Damien Richard est très engagé pour la Francophonie. Au mois de mai, il était déjà monté sur la frégate l'Hermione pour le compte de l'Organisation pour la Francophonie.
Florian Cella-archives

Damien Richard, conseiller général de Longirod et coprésident du Conseil des jeunes du district de Nyon, est intervenu à la tribune de la Conférence internationale des jeunes francophones qui s’est tenue à Genève du 17 au 19 septembre. L’assemblée a pris des engagements qu’elle entend défendre lors du prochain Sommet de la Francophonie au mois d’octobre à Erevan, en Arménie.

Comment se sont déroulées les trois journées de travail? Une partie était consacrée à des ateliers de formation et d’échange sur différents thèmes. Mais le plus intéressant a consisté en l’élaboration d’une déclaration.

Que contient-elle?

À la base, le document devait contenir trois chapitres traitant de l’enseignement et de la formation, du chômage et de l’entrepreneuriat des jeunes, ainsi que du vivre ensemble. Dans cette dernière thématique, nous avons notamment inscrit la volonté que tous les États qui ne l’ont pas encore fait ratifient le protocole facultatif à la Convention sur l’élimination de toutes les formes de discrimination à l’égard des femmes.
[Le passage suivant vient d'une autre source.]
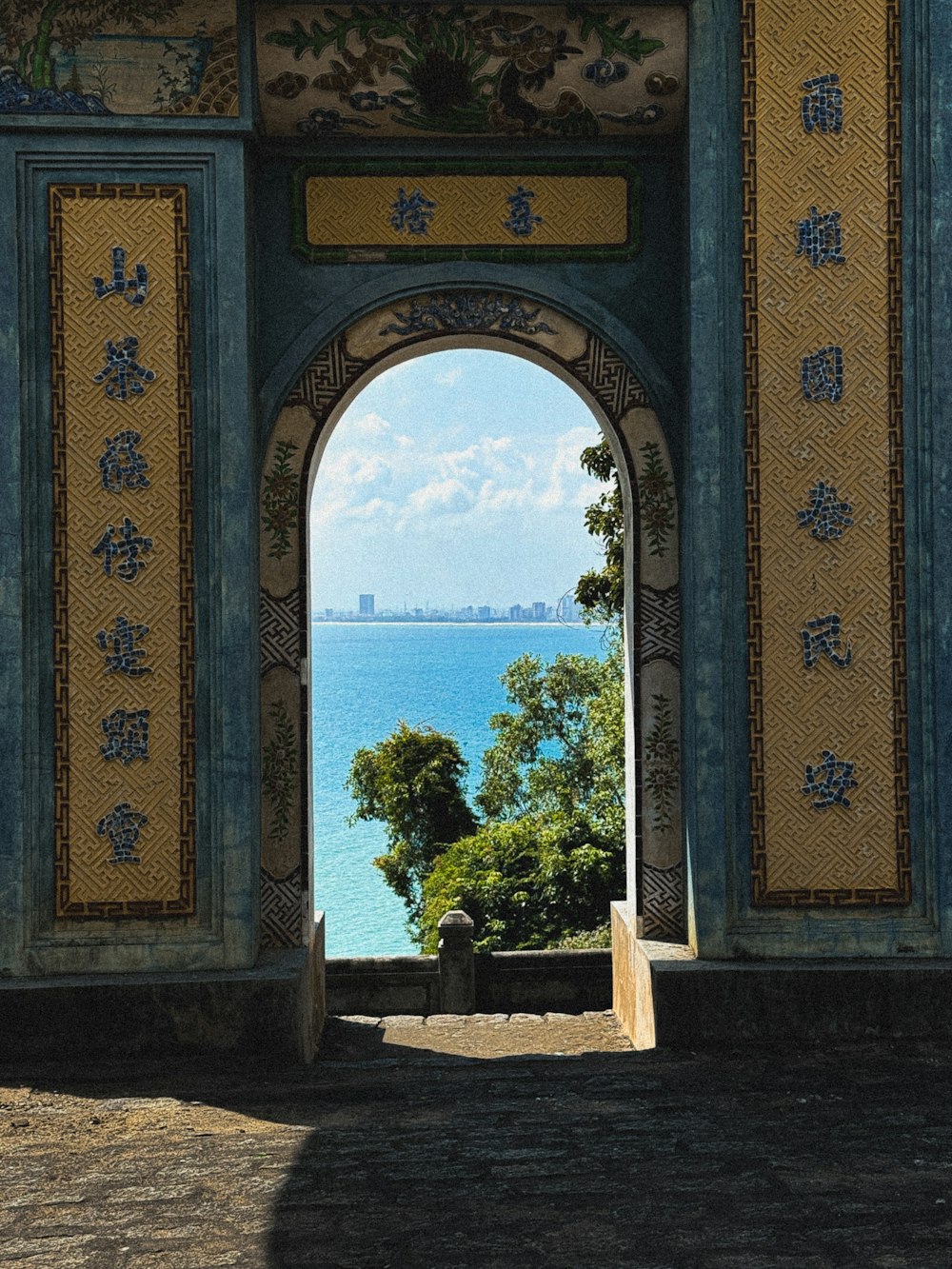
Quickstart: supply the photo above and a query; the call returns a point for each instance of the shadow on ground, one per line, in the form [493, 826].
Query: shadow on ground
[380, 1155]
La jeunesse francophone a aussi montré sa sensibilité pour l’écologie…

Il y a eu un fort mouvement pour ajouter un quatrième chapitre à la déclaration. Il nous paraissait indispensable de voir y figurer l’écologie, qui est au cœur de nos préoccupations. La volonté de l’assemblée de limiter le réchauffement a été largement soutenue.

Que va-t-il se passer concrètement avec cette déclaration?
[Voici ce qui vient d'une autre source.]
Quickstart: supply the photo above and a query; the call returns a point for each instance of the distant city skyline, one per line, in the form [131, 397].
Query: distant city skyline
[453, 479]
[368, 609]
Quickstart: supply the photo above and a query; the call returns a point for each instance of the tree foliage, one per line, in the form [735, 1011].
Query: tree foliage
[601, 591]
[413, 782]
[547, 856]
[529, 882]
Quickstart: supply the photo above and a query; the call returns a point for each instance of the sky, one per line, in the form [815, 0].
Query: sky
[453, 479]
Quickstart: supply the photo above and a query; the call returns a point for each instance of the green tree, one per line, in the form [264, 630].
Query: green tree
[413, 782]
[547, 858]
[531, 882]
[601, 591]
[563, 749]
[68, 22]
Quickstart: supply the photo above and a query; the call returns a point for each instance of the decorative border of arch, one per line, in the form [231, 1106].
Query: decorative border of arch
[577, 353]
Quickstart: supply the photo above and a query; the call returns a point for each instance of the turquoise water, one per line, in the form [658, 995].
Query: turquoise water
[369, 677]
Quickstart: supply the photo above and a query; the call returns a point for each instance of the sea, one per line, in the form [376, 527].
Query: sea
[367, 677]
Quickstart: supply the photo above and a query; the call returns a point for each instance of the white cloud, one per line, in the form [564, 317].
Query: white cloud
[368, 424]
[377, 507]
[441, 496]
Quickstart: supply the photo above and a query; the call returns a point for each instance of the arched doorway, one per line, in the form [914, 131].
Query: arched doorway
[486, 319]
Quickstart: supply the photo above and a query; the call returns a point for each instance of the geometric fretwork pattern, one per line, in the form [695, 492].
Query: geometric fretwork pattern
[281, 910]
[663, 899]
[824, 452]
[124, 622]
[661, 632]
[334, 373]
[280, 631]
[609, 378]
Elle sera soumise aux dirigeants politiques du Sommet d’Erevan. Nous espérons que des jeunes soient intégrés aux délégations de chaque pays. Il y a deux ans, les États avaient joué le jeu. Nous n’avons pas encore de garantie cette année. Mais il y aura de toute façon des représentants de la jeunesse à Erevan pour défendre notre déclaration et pour qu’elle soit adoptée par les États participant au sommet.

Vous y serez?

Que ce soit moi ou un autre n’est pas important. Ce qui importe, c’est que des jeunes participent activement aux décisions. En ouverture de la conférence, Michael Moeller, directeur général de l’Office des Nations Unies à Genève, l’a bien résumé: «Les jeunes sont les décideurs de demain, mais si on attend, ils seront vieux.»